Daphne is one of those writers who prefer looking back to looking forward, who is capable of filling entire pages with what was, a place, a trace, putting words to a fleeting moment, the fragile memory that must be bottled like perfume. (176)

Now for tea:

I kept it simple because Daphne didn’t seem very fussy on the domestic front. (In fact, I don’t think she ever cooked at all.) For tea I chose something to honor her ancestry and abiding love for France: Mariage des Frères’ Vanille des Îles, a rich black tea flavored with Bourbon vanilla. To pair with the tea I baked Cornish Fairings, in honor of Daphne’s lifelong obsession with Cornwall. These ginger biscuits make for a simple but delicious tea snack, and the spiciness is more pronounced a few hours after they’ve cooled. (To me they tasted much better the second day.) You’ll find an English recipe with “American translation” at this lovely blog post:

Cornish Fairings – An English Biscuit


I’ll conclude with a couple of viewing recommendations:

Let’s Pretend: The Make-believe World of Daphne du Maurier, a 16-minute interview/documentary filmed in 1977 at Kilmarth in Cornwall which, among other things, features footage of Daphne and her children at Menabilly, the Cornish estate she leased for 25 years and that inspired Manderley, the setting for Rebecca.

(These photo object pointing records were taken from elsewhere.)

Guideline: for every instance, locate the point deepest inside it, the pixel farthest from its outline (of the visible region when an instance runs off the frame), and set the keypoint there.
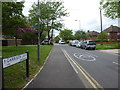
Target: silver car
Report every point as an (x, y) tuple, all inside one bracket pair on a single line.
[(88, 44)]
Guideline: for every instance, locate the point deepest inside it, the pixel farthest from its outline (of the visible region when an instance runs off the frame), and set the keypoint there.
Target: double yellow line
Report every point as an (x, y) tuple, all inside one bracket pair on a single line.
[(90, 79)]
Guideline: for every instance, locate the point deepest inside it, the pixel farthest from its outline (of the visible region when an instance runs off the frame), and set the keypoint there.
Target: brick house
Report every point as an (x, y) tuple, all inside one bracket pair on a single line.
[(93, 34), (113, 32)]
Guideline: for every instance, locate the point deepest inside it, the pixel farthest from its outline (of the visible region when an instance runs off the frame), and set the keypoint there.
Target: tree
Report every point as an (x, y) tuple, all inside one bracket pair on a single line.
[(111, 8), (103, 36), (51, 12), (66, 35), (56, 39), (12, 18)]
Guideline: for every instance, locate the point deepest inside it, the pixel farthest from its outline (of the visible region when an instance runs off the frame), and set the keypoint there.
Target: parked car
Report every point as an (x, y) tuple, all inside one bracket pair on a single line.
[(45, 42), (74, 42), (78, 45), (61, 42), (88, 44), (70, 42)]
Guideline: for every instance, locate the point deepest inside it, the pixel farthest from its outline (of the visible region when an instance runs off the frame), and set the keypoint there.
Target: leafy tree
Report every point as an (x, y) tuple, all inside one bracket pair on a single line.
[(12, 18), (66, 35), (103, 36), (51, 12), (111, 8), (81, 35)]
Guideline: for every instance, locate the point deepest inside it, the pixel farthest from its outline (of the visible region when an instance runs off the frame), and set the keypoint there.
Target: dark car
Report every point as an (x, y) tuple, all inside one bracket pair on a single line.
[(88, 44)]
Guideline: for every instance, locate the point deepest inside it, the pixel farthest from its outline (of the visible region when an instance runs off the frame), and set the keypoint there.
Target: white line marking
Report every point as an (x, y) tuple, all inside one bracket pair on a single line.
[(92, 54), (69, 61), (82, 57)]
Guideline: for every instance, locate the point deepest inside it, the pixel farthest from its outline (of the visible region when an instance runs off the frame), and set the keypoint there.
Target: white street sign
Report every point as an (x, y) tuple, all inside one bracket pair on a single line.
[(13, 60)]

The ITV adaptation of du Maurier’s The Scapegoat (see trailer below), starring the always brilliant Matthew Rhys (whom you may know from The Americans and Death Comes to Pemberley). Daphne hated the original 1959 adapatation starring Alec Guinness, but I think she might have appreciated this one. If you’re in the US you can watch it on AcornTV. A UK dvd (PAL format) is available to purchase at Amazon.com & Amazon.co.uk.